Nel cinema, senza risalire fino alla Famiglia di Ettore Scola e al Matrimonio di Pupi Avati, è arrivato da poco nella sale Vermiglio di Maura Delpero, vincitore del Leone d’argento al Festival di Venezia: non è una saga familiare che si snoda nel corso delle generazioni, ma il centro della vicenda è comunque la famiglia, e per giunta la famiglia numerosa e povera della montagna trentina, il mondo che percepiamo come perduto, e che qualche volta letterariamente indugiamo perfino a rimpiangere.
Sembra quasi che l’orizzonte mitico della nostra vita di oggi sia sempre più l’antico contesto familiare e avere – o immaginare - una bisnonna, o almeno una nonna, di cui poter raccontare qualcosa di significativo sia una specie di biglietto da visita indispensabile per accedere con successo a questo filone narrativo. È il caso, anche quello fortunatissimo, della bella storia raccontata nella Portalettere di Francesca Giannone: la famiglia, è sempre la famiglia che ritorna, con le sue contraddizioni e i suoi tanti legni storti, ma sempre imprescindibile retroterra del presente, talvolta Eden nostalgico, più spesso groviglio di tenerezza e dolore.
È un fatto curioso, o forse ovviamente e semplicemente compensativo, dal momento che l’altra faccia della medaglia – quella vera e socio-politica, non letteraria – è quella di un mondo largamente individualista, con spazi assai limitati per le saghe, diffusione di legami labili, e soprattutto pochi figli. E per quelli che li fanno, tanta difficoltà a mantenerli con gli standard attuali e a gestirli nelle multiformi attività extrascolastiche. Ma poi, si sa, ci sono i nonni, che in Italia più che a fondare dinastie sono occupati a surrogare al welfare per la famiglia, pervicacemente poco consistente, nonostante gli sforzi meritevoli in atto che sarebbe ingeneroso non riconoscere: è che l’allarme demografico autorevolmente documentato e costantemente rilanciato per esempio dalla Fondazione Magna Carta, tocca sì il lato delle nascite, ma sull'altro versante dell'arco della vita tocca pesantemente il fenomeno dell’invecchiamento dei nonni: quando non sono più in grado di dare una mano diventano subito un peso, perché la durata crescente della vita anche in condizioni non ottimali e di elevata fragilità esige spazi, assistenza e costi. Quando anche la semplice assistenza medica di base si scontra con intoppi burocratici e lentezze di tutti i tipi, ci si chiede perché anche provvedimenti apparentemente semplici non riescono a decollare. Un esempio: il numero crescente di anziani non dovrebbe portare all’istituzione del “geriatra di base” a partire da un’età X a carico del servizio sanitario pubblico come in parallelo esiste il “pediatra di base” per i bambini?

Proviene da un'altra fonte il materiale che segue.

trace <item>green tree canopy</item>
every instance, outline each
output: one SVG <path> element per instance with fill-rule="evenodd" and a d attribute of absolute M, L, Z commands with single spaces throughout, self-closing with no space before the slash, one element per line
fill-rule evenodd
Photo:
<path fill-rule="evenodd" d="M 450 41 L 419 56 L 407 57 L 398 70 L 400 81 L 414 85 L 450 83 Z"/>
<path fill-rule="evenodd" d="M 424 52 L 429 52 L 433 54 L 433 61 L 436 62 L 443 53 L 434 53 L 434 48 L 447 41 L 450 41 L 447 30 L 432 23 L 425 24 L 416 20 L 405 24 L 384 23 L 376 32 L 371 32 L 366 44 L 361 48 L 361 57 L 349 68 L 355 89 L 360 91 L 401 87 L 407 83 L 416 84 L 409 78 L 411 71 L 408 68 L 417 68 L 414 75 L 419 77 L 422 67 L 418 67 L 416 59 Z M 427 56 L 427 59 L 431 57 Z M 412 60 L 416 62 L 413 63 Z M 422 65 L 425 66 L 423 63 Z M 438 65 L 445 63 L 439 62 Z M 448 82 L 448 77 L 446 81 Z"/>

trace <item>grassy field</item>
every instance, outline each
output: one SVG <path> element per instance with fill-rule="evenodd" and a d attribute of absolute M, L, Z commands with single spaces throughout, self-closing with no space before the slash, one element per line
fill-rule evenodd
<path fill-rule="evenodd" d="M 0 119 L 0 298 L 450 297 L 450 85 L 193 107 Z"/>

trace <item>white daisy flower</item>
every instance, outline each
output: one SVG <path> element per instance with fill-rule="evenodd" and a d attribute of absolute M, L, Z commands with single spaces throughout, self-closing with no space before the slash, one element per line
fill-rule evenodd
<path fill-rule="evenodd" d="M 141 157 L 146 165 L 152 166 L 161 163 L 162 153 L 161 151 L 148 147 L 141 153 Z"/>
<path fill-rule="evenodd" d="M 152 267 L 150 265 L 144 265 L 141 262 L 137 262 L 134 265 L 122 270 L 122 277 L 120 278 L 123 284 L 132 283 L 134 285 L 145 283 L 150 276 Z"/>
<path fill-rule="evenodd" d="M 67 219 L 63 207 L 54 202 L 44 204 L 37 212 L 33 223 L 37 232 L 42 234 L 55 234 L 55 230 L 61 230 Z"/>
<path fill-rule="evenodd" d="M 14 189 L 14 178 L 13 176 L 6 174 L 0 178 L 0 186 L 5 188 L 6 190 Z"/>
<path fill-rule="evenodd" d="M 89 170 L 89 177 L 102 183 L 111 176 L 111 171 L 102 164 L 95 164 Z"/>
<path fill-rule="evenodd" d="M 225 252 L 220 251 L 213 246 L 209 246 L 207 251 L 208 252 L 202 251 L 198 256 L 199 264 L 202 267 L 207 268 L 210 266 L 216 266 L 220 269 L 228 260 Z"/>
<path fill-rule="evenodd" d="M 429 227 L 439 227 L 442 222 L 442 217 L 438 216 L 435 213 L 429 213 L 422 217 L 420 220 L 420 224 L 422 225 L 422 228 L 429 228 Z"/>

Così magari, più tranquilli e meno angosciati, nonni e bisnonni potranno raccontare a figli nipoti e bisnipoti la loro infanzia, il tempo fiabesco e povero dell’albero degli zoccoli o semplicemente quello di un mondo in ogni caso più difficile. E fornire tanta materia narrativa ai più inclini a intrecciare storie e saghe fascinose.